Cadieux’s transition to mayor started immediately after she was elected in 2013.

Cadieux told the Gazette — on the day following the 2013 election — that she and Tautznik sat down to discuss her first task, which was choosing which capital projects the city could afford to complete in 2014.

Once she was sworn in, she simply switched offices, Cadieux said Wednesday.

When it comes to advising LaChapelle on the role of mayor, Cadieux said she will assist in any way to ensure a smooth transition. Once a mayor is in office, she said, it’s time to prepare for budget season.

“If (LaChapelle) feels a need for a meeting, I would be more than happy to meet with her,” Cadieux said.

Cadieux said she hopes the next mayor will follow through with initiatives such as the revitalization of Union Street, now in the design phase. She also hopes LaChapelle will continue so-called “roundtable discussions” where potential business owners sit down and talk with all the players involved in starting a business in Easthampton, such as the health agent and city planner.

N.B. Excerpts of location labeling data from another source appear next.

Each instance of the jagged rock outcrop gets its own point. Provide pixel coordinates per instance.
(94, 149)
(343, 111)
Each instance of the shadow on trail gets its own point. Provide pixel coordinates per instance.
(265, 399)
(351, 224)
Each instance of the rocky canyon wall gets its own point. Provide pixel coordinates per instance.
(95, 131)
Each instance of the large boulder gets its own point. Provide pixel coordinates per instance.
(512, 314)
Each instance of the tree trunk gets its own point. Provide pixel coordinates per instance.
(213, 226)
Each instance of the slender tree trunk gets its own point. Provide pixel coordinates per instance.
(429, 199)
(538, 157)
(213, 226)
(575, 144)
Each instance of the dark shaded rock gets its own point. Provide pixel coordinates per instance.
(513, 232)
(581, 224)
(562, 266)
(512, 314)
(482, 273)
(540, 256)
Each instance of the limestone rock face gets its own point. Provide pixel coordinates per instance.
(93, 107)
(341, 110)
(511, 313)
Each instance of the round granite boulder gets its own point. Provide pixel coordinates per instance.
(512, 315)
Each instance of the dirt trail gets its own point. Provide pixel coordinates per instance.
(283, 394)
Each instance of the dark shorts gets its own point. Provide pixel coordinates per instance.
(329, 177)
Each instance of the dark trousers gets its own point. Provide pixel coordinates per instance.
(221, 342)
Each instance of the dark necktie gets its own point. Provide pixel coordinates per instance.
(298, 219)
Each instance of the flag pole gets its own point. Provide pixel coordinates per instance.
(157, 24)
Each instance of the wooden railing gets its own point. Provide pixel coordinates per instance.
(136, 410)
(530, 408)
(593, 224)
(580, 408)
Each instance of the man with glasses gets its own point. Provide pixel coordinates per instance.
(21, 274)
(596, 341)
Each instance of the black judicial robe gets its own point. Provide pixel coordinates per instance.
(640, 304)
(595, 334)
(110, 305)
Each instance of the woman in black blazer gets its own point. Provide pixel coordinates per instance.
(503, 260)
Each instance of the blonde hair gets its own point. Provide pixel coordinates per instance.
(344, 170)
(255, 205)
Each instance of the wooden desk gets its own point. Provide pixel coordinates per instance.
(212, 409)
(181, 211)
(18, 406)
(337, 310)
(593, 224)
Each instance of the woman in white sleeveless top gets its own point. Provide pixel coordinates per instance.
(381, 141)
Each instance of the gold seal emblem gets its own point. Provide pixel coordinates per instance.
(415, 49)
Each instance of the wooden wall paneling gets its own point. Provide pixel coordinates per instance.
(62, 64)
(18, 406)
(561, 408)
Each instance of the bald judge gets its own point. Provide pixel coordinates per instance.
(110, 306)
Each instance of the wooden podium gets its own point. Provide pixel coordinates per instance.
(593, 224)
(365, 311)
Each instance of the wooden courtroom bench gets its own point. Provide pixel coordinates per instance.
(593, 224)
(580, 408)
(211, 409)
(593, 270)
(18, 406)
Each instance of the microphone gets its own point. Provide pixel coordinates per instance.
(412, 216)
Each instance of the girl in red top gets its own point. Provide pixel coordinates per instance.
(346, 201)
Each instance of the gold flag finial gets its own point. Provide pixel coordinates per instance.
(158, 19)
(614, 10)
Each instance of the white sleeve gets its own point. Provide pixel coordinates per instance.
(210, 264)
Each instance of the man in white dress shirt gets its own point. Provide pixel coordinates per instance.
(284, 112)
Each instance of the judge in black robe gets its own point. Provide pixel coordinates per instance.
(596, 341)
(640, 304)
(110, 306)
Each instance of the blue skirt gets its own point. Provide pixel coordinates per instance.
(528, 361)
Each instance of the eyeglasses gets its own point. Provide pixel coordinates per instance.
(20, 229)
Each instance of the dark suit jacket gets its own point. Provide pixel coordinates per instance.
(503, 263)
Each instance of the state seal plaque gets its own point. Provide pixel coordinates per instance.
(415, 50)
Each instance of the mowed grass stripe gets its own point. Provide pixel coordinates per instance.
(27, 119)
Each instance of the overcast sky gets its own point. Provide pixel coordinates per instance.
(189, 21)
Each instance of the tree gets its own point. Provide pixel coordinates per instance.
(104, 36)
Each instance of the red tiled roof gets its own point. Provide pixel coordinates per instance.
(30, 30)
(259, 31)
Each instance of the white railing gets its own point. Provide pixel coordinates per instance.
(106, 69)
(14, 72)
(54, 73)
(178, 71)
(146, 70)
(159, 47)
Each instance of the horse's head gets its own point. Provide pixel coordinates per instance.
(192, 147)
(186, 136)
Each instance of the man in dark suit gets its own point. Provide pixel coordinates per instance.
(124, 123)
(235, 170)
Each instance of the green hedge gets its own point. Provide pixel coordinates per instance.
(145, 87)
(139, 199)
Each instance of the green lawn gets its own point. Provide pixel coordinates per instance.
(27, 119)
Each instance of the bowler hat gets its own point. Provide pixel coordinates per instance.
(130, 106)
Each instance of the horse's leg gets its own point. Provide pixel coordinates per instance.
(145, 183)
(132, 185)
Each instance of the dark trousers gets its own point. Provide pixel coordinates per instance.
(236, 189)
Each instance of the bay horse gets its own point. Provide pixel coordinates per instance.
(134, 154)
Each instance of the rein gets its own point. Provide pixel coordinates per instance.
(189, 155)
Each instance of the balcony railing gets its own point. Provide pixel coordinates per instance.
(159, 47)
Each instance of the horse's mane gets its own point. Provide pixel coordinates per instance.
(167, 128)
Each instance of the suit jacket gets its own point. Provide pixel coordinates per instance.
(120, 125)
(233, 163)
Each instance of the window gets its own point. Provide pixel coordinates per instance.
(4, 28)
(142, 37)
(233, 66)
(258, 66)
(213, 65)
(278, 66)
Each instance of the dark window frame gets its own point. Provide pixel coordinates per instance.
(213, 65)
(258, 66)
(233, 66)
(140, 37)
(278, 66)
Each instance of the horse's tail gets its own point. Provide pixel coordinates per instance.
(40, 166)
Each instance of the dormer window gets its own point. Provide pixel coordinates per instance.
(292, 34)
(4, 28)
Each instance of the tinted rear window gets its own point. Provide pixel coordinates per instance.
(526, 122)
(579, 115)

Over the next few months, LaChapelle said, she plans to reach out and listen to residents. She’ll gather their ideas about what people would like to see change and research ideas to see which ones are workable for Easthampton.

She said she plans to hold a Facebook “Ask Me Anything” thread where people can ask her questions, and coffee hours to chat with residents, as well as going to meetings or get-togethers throughout the city, like playing cards at the senior center.

“I do plan to become the Phase 10 champion of the Council on Aging,” she said. “They play once a week — and I am good.”

LaChapelle said there have been many changes in Easthampton in the past 10 years, and more will change in the coming years, with a city ordinance in the works on recreational marijuana regulations and the need to determine the fate of three elementary school buildings if the new school is approved by voters.

“I think we have a really great class of electeds coming in to build on what’s been done for years,” she said.